Его недавняя смерть сбросила с меня диагностическое белое пальто, потому что теперь уже у меня возникли проблемы с границами. Началось все довольно благовидно. У меня вырывались его словечки и жесты. Это не была фрейдовская меланхолия – я был в большом горе, но не в клинической депрессии, я не тонул в амбивалентности и злости, и его повадки, которые я перенял, не докучали мне десятилетиями. Это были незначительные мелочи, которые делали его тем, кем он был, и которые теперь отравляли меня изнутри. Я раскладывал приборы как он, весь день напевал его любимую песенку на идиш, смотрел на пейзаж, как никогда не смотрел сам, но как делал он. Вскоре я перестал носить свои голубые фланелевые рубашки и стал носить его голубые фланелевые рубашки, которые увез с собой. Я вырос среди его чертежей и схем, но остался равнодушен к предмету. Теперь же я рассеянно чертил поэтажные планы своего дома или старался понять перспективу с тремя точками схода – он пытался меня этому учить, но безуспешно.

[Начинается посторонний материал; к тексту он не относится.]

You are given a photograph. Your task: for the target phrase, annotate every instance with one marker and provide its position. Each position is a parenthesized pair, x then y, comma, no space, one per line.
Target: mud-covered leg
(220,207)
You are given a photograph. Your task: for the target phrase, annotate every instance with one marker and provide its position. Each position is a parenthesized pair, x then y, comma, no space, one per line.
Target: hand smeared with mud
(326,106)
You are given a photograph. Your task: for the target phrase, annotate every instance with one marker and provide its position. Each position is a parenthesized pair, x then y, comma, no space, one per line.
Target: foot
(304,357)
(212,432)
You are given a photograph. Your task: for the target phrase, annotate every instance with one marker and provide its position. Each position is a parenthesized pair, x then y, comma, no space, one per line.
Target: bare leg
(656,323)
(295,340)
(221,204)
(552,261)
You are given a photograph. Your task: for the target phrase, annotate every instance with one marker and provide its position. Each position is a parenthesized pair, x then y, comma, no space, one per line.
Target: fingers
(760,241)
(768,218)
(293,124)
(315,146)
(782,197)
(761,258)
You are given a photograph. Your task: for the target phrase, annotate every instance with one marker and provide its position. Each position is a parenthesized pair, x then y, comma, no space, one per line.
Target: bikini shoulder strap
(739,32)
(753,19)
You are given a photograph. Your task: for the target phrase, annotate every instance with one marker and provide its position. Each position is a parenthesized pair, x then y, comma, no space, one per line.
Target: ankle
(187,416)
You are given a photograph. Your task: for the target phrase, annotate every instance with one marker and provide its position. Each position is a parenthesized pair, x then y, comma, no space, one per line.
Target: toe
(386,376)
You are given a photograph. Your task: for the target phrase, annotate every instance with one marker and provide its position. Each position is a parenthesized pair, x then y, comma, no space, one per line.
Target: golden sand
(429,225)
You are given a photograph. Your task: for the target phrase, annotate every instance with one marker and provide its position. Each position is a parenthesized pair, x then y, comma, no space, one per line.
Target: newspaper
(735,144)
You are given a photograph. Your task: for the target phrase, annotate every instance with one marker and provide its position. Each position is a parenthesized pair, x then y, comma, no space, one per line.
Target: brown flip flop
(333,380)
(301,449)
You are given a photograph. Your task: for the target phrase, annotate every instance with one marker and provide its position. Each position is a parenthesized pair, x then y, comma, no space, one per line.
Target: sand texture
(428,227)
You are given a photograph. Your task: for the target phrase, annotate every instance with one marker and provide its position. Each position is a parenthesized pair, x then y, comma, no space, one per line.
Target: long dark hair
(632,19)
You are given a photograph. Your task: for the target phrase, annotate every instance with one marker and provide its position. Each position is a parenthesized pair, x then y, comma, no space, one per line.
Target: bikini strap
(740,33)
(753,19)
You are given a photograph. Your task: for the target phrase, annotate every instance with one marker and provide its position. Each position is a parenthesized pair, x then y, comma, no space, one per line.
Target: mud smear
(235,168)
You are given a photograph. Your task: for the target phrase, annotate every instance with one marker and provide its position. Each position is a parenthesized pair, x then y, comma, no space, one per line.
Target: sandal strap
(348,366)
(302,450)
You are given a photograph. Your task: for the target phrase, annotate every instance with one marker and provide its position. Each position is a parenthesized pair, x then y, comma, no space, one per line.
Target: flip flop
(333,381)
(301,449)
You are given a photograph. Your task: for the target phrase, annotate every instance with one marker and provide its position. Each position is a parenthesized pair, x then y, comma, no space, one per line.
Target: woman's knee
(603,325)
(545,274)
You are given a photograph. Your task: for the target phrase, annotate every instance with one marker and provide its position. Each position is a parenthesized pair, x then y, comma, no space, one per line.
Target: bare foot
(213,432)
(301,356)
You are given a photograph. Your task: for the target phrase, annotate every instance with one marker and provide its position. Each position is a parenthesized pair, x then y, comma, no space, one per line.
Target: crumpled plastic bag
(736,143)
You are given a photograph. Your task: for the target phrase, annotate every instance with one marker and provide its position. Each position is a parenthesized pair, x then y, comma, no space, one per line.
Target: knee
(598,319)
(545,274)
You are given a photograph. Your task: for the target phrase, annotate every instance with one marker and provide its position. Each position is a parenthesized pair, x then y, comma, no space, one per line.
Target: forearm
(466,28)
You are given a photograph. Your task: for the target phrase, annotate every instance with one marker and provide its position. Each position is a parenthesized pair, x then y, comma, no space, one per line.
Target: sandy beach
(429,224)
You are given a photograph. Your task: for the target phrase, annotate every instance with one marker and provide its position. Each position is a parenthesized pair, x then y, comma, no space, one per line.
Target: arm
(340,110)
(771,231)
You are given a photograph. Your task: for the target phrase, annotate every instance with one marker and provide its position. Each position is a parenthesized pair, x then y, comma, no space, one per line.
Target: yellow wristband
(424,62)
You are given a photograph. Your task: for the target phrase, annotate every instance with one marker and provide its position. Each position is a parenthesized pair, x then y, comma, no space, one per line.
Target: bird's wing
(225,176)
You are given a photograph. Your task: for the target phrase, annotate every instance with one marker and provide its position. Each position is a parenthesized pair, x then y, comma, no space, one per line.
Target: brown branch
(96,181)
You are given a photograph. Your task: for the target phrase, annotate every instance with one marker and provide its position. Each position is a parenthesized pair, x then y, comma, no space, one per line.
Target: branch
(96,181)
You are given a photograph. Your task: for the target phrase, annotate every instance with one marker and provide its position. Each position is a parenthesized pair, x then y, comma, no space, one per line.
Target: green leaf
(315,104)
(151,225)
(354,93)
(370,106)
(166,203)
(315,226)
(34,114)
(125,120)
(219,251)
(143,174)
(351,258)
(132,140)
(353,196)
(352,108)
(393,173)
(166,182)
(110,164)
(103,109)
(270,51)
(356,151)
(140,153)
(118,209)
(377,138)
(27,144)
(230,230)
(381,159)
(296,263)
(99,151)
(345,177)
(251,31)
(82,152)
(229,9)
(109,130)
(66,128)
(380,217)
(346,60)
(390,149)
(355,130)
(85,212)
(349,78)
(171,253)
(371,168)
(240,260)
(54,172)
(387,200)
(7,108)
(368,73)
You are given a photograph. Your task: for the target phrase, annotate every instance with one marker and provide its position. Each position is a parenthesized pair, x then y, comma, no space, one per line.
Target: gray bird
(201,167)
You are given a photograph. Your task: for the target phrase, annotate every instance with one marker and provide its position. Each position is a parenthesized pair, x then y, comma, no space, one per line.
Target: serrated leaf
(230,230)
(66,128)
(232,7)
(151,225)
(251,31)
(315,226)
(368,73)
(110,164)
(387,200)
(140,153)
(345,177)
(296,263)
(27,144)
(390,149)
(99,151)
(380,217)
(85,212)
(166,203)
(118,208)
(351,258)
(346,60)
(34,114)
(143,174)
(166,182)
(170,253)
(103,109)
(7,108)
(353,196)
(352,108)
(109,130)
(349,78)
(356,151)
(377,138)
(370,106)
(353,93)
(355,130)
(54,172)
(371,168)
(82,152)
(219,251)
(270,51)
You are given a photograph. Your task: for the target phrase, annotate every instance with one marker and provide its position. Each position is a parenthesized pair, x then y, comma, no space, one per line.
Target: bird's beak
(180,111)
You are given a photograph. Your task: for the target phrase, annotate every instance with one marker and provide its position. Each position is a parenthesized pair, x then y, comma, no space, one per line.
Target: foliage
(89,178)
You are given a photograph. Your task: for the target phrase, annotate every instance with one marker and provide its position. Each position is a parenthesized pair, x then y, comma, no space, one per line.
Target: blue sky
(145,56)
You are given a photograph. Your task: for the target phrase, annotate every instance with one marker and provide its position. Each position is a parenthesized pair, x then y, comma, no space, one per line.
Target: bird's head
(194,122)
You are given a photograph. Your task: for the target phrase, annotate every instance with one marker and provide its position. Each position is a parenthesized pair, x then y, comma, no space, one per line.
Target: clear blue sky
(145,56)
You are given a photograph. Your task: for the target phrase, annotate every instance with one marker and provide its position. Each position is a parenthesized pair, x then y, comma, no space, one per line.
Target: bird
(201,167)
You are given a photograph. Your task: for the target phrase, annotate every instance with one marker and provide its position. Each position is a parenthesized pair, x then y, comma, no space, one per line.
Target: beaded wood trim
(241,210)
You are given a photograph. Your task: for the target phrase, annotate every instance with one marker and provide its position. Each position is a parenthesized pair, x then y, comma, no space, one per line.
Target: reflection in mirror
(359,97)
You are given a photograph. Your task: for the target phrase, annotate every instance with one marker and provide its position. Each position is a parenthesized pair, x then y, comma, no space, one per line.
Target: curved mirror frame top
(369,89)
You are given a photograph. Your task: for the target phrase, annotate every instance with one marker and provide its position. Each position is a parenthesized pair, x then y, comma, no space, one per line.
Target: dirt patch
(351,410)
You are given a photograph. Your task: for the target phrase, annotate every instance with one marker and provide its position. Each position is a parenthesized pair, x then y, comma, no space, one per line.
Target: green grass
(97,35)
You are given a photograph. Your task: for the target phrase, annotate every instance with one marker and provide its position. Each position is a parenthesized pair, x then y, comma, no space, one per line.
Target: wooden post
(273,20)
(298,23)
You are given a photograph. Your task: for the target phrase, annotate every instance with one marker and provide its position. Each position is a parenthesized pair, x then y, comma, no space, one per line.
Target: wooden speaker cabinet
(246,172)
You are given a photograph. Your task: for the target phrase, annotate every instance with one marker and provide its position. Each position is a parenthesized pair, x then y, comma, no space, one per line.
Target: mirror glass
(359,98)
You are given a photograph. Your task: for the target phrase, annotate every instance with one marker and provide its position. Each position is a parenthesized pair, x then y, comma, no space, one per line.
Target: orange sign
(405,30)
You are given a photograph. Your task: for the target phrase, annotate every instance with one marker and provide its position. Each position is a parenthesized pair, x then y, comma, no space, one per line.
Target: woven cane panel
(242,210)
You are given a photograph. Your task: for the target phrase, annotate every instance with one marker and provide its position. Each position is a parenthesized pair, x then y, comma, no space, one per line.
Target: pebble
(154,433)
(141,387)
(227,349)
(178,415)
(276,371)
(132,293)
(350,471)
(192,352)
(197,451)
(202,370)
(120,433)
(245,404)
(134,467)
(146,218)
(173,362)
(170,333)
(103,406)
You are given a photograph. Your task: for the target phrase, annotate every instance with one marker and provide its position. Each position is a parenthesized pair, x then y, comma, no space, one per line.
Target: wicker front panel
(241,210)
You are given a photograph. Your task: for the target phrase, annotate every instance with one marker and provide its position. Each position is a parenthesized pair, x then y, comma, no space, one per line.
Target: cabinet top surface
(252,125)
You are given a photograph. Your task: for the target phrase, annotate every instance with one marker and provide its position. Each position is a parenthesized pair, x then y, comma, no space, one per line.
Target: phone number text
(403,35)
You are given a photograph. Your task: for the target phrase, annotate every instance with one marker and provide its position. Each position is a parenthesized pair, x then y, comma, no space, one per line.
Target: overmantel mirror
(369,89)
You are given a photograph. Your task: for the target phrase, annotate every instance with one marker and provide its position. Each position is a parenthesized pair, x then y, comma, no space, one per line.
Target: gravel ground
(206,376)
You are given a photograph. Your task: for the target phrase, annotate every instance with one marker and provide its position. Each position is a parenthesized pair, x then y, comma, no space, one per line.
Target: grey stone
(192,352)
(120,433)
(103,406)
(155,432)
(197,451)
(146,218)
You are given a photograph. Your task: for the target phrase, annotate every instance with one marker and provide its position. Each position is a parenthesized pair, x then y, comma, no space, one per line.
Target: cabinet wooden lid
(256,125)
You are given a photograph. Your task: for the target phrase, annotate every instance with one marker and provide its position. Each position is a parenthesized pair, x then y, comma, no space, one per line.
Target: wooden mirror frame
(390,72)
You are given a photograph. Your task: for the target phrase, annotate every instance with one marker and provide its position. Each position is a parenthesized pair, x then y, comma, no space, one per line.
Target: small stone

Пока все выглядит осмысленно. Когда я был моложе, признаки того, что я несу его в себе, вызвали бы Эдипово отрицание, защитное выискивание различающих нас мелочей. Но я мог справиться, сохраняя хладнокровие, отдавая отцу должное без фрейдистской желчи. Но потом дело приняло пугающий оборот.
Когда я провел неделю в трауре в родительском доме, то увидел масштабы его предсмертной уязвимости – повсюду были бутылочки нитроглицерина. Я увез одну в Калифорнию и носил с собой. Я занимался любовью с женой, тренировался в спортзале, вел лекцию – везде со мной была бутылочка: на тумбочке у кровати, в кармашке спортивной куртки, среди моих бумаг. Однажды я куда-то ее задевал, и я потерял покой. Дело было не в том, что я потерял священную реликвию, предмет, который я бы когда-нибудь показал своим детям, рассказывая о человеке, которого они не знали. Я чувствовал себя беззащитным. Болело ли мое сердце, или это было его больное сердце во мне, которое я бдительно сторожил с лекарством наготове?
Что это вообще за чертовщина? Я не верю в Бога, богов, серафимов и ангелов, переселение или перевоплощение душ. Я и в души не верю, и в НЛО – даже если на них летает Элвис. Это мой бескомпромиссный идеализм растревожился от такого переплетения – или это его бескомпромиссный идеализм растревожился во мне?